Since retiring, my spouse has been volunteering at the “job club,” helping low income people apply for jobs. Applicants for low-wage jobs need to apply on line, and many low-wage workers neither own computers nor have much experience using them. Plus they are often unfamiliar with the various verbal hoops applicants have to go through. One of the big ones are banks of attitude questions. Yesterday he spent a couple of hours with a woman applying to work as a baker in a donut franchise, not the chef who thinks up recipes, someone who just does the work of cooking and frosting. She had to respond to 300 Likert items, 25 a page for 12 pages (!) with items like these
It is important to know what my coworkers think.
It is important to know what my coworkers feel.
I can easily imagine what my coworkers feel.
It is important to my life that the company do well.
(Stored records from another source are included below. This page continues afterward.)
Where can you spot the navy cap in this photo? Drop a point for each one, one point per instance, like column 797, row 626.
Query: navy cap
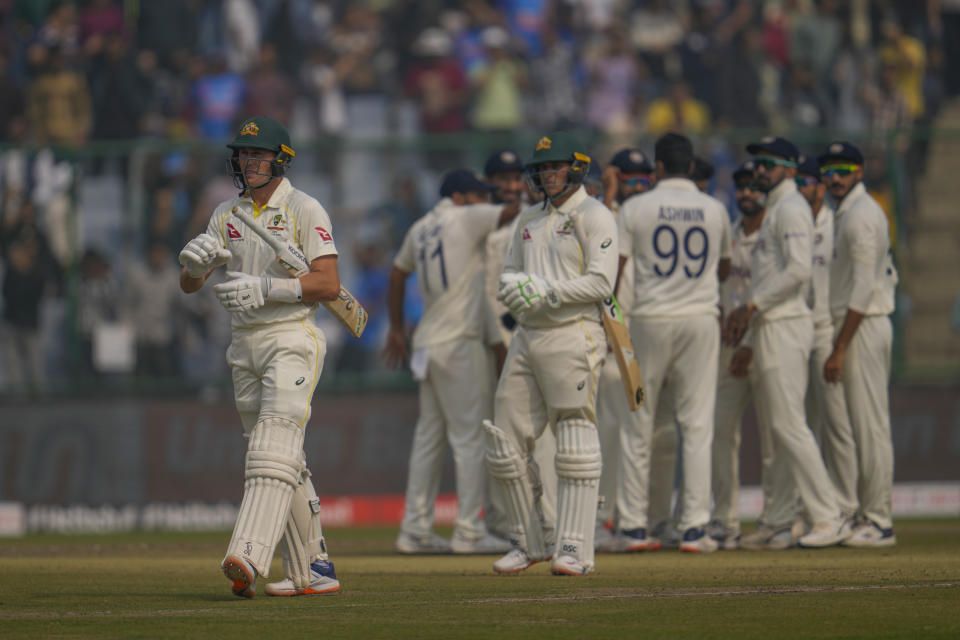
column 841, row 150
column 746, row 169
column 504, row 160
column 631, row 161
column 776, row 146
column 808, row 166
column 462, row 181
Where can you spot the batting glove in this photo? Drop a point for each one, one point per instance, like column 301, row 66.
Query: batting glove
column 203, row 254
column 522, row 292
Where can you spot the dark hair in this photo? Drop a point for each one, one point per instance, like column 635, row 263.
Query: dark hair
column 702, row 170
column 675, row 152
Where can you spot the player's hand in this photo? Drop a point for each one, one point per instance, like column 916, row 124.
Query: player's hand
column 833, row 367
column 395, row 353
column 738, row 323
column 522, row 292
column 242, row 292
column 203, row 254
column 740, row 362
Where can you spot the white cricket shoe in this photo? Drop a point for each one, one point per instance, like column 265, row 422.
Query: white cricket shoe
column 567, row 565
column 323, row 580
column 767, row 538
column 242, row 575
column 727, row 538
column 666, row 535
column 870, row 534
column 431, row 543
column 826, row 533
column 697, row 541
column 479, row 546
column 603, row 540
column 516, row 560
column 630, row 540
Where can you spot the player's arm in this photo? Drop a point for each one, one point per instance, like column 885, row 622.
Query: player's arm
column 323, row 281
column 395, row 351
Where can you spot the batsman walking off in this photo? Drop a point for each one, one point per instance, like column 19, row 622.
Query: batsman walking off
column 276, row 356
column 561, row 264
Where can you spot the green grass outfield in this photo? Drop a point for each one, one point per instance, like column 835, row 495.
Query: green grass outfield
column 153, row 585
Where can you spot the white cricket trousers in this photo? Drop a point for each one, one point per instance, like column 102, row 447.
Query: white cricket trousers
column 866, row 376
column 830, row 422
column 683, row 350
column 454, row 401
column 781, row 355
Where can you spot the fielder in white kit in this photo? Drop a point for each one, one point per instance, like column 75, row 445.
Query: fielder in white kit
column 825, row 405
column 862, row 287
column 276, row 356
column 449, row 359
column 679, row 240
column 562, row 262
column 781, row 336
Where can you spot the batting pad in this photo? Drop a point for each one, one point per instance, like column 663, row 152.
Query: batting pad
column 273, row 468
column 520, row 483
column 303, row 541
column 578, row 477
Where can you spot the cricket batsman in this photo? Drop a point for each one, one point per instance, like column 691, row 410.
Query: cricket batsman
column 561, row 264
column 276, row 356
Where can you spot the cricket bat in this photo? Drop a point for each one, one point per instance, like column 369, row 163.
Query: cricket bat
column 346, row 308
column 619, row 338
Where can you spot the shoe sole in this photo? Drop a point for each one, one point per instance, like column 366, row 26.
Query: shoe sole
column 302, row 592
column 240, row 578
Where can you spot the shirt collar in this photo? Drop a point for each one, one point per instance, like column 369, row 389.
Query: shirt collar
column 685, row 184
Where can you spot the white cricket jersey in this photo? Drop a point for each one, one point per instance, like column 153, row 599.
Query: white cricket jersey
column 676, row 236
column 445, row 248
column 822, row 257
column 736, row 288
column 581, row 270
column 290, row 214
column 783, row 258
column 862, row 276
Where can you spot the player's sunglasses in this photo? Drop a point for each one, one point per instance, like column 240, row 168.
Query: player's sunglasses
column 768, row 162
column 841, row 170
column 634, row 180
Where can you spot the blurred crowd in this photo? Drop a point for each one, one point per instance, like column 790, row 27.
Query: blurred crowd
column 75, row 74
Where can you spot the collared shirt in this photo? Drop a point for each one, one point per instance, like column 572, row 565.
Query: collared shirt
column 581, row 270
column 445, row 248
column 782, row 258
column 290, row 214
column 676, row 236
column 862, row 276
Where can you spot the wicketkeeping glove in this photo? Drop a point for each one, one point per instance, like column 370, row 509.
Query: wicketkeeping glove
column 203, row 254
column 522, row 292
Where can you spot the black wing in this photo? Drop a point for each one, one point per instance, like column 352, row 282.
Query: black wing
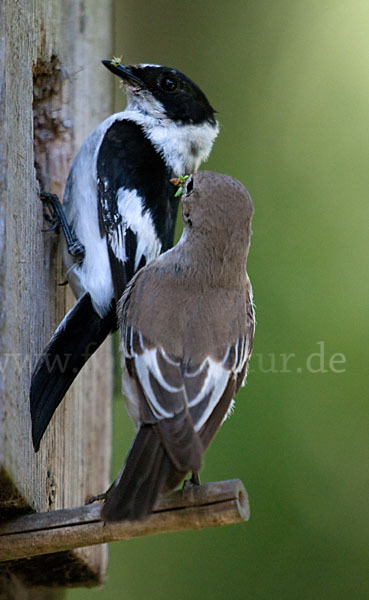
column 136, row 204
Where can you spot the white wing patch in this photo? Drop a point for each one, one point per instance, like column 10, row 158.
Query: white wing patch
column 130, row 207
column 168, row 386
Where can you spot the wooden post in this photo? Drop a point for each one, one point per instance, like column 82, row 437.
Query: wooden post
column 53, row 92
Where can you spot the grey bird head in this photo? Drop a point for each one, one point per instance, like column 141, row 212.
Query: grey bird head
column 166, row 90
column 217, row 211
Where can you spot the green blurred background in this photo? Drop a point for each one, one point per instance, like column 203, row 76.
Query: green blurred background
column 290, row 79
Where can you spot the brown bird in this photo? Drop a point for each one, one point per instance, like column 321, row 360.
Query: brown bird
column 187, row 327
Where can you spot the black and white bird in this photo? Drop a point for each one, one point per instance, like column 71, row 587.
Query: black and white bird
column 119, row 213
column 187, row 328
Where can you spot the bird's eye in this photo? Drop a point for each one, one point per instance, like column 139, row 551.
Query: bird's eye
column 189, row 185
column 168, row 84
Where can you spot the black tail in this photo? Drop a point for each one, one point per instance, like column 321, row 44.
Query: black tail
column 78, row 336
column 148, row 471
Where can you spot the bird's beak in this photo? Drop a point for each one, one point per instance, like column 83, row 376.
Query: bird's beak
column 123, row 72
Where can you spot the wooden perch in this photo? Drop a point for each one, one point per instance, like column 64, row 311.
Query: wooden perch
column 194, row 507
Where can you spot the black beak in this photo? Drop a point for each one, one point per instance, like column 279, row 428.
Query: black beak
column 123, row 72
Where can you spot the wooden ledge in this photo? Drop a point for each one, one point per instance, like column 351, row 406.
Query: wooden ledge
column 194, row 507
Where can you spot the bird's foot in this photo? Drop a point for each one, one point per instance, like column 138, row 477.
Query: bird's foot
column 58, row 220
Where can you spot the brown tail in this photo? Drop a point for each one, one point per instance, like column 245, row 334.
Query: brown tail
column 149, row 470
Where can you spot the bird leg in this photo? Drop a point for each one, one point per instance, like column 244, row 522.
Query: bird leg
column 58, row 219
column 195, row 479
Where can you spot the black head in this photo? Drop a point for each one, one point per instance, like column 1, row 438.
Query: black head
column 181, row 99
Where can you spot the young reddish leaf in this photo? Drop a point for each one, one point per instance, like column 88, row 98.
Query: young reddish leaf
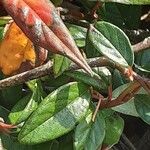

Sometimes you have to take a risk to solve a problem for the company.
You have to know all possible solutions before picking one.
My coworkers say I’m cooperative.
My coworkers say I’m obedient.
Other items, he says, are convoluted sentence structures that even he finds difficult to parse to figure out what the positive/negative ends of the scale are. After two hours, they had to quit because the room needed to be used by someone else, and they had only gotten through five pages of the questions. The 300 is the worst so far, but this kind of thing is common in the low wage world. Another time he was working with a mentally disabled man trying to get a job as a dishwasher who had to work through 150 such questions. This is not what you do after you’ve passed the screening and are being interviewed. This is what you have to do just to enter the screening process. My daughter the labor activist says they are trying to screen out not only thieves but activists. I’m sure she’s right, and also pretty confident that these question banks are produced by consultants who don’t necessarily think through what it means to have to spend five hours applying for a $9/hour job on a computer in a public place. Or maybe they do, and that’s part of the test?
I don’t mean with my title to belittle the stresses of being on the academic job market. It is a scary world out there, and the application process is time-consuming and stressful for everyone. But I think we have not stooped this low. Yet, anyway.